Like other recent Valve hardware efforts, the Steam Deck will run a custom Linux distro by default. Today, we're going to explore how Valve's Linux approach will transform by the time Steam Deck launches—and what that will mean for gaming on Linux as a whole.

Although the Steam Deck is capable of running Windows—currently the premiere PC gaming operating system—it won't ship that way. Like Valve's earlier Steam Machine effort, the Deck will ship with a custom Linux distribution instead.

Shipping on Linux cuts manufacturing costs for Steam, insulates the company from competition with the Microsoft Store on Windows, and avoids exposing Steam Deck players to the world's premiere malware ecosystem—which also runs on Windows.

Valve's custom Linux distribution is called "SteamOS." In earlier versions (such as those shipped on the Steam Machine), SteamOS was based on Debian Linux. But the Steam Deck's SteamOS 3.0 is abandoning Debian to rebase on Arch Linux instead.

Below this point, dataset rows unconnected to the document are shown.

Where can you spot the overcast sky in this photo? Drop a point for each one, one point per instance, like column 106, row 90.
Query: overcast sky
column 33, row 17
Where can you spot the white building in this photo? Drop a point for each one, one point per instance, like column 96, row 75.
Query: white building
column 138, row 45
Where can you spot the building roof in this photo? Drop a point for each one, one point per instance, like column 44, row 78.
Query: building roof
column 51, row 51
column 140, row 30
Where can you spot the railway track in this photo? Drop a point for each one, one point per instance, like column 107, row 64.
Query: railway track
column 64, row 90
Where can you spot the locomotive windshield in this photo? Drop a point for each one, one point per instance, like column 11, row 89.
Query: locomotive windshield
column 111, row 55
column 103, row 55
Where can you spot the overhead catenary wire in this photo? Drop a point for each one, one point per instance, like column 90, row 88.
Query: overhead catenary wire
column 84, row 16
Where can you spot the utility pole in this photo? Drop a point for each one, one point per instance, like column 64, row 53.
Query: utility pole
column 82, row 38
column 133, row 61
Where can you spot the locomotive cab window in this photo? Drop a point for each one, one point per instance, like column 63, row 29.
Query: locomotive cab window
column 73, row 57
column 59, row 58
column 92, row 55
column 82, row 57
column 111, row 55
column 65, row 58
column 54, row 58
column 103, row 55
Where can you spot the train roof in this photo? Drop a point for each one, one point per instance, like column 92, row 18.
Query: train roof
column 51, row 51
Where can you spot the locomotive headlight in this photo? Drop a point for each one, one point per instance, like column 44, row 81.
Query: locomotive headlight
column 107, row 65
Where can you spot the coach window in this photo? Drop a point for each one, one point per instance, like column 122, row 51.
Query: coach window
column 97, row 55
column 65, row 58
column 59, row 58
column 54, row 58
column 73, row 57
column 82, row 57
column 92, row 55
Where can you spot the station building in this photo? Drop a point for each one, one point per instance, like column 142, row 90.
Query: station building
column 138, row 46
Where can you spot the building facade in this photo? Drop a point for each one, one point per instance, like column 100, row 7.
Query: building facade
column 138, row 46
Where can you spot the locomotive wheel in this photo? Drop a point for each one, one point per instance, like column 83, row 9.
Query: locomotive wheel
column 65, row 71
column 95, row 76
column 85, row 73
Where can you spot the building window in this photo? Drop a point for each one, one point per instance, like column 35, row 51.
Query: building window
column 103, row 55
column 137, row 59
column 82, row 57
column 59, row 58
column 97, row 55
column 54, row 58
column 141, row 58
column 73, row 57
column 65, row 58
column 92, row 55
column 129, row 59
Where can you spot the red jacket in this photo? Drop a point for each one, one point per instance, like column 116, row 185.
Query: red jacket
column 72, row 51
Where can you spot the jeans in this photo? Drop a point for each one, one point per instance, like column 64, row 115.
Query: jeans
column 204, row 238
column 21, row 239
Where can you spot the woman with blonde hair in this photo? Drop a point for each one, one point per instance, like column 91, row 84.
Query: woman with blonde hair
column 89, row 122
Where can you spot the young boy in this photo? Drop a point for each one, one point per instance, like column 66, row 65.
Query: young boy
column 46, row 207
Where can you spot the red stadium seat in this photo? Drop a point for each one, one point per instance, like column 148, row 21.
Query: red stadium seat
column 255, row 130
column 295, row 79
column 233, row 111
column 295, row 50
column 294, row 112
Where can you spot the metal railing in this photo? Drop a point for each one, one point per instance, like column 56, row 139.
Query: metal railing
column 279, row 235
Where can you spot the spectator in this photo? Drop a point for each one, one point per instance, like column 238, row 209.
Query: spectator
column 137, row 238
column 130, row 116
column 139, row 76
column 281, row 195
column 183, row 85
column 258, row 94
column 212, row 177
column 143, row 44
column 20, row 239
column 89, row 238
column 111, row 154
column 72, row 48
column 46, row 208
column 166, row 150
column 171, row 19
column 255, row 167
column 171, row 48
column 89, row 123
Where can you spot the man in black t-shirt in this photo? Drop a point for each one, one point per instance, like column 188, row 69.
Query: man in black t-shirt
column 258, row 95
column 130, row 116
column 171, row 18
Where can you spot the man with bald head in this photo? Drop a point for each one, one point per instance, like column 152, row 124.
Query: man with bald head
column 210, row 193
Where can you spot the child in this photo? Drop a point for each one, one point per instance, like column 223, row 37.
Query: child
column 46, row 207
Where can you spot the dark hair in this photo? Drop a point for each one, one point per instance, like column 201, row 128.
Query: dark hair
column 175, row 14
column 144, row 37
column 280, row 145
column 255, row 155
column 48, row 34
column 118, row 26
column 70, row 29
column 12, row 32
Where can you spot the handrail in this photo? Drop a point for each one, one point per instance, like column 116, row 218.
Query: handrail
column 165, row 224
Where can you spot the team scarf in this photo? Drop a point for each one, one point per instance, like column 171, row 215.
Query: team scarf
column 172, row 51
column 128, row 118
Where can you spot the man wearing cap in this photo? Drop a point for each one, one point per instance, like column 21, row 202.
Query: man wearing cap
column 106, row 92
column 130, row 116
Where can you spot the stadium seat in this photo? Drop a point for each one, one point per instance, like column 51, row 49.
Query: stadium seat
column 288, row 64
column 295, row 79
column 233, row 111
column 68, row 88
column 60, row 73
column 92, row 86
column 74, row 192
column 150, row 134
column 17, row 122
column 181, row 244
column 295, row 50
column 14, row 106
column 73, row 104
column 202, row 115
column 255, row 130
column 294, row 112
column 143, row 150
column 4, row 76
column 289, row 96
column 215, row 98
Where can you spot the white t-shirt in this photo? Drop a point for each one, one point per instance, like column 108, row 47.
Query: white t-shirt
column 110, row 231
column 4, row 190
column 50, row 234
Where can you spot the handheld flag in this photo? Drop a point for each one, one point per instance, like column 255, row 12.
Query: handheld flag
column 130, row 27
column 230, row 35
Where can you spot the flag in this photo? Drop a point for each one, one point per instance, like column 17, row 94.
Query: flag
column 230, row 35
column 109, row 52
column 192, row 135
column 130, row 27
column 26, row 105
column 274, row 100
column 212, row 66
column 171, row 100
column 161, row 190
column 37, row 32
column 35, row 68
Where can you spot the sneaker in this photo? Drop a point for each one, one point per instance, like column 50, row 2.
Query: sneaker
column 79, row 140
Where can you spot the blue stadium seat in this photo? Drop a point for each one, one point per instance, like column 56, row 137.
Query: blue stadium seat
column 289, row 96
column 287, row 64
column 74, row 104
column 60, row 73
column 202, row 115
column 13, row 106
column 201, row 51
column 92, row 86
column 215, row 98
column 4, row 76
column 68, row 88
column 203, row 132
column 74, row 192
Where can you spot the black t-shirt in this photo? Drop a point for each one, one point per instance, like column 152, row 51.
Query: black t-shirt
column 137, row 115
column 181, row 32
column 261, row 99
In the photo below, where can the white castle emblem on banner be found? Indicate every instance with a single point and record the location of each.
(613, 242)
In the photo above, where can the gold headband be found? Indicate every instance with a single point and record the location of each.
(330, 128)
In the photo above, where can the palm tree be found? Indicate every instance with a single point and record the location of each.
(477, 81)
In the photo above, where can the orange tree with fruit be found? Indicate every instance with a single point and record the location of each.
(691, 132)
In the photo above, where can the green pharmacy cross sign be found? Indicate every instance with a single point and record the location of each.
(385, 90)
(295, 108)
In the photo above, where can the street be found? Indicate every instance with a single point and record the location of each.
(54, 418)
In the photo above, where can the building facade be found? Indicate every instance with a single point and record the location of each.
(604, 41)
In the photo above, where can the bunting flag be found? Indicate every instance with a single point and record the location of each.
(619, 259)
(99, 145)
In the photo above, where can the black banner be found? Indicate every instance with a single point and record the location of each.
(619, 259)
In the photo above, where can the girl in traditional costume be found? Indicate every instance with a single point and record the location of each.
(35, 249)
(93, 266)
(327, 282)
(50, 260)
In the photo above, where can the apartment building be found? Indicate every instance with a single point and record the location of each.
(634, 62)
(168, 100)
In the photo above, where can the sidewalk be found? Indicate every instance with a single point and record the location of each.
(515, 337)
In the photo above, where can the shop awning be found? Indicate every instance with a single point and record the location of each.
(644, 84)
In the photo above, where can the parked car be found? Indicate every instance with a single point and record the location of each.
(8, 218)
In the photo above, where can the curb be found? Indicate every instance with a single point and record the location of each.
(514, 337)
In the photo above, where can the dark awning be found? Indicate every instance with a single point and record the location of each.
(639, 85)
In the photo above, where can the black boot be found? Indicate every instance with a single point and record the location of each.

When it comes to the features that define a given Linux distribution, Arch and Debian are just about diametrically opposed. Debian aims to provide a relatively generic base and strives for maximal stability via a conservative approach—current stable releases are composed of software that sysadmins tend to describe as "proven" but enthusiasts are more likely to describe as "stale."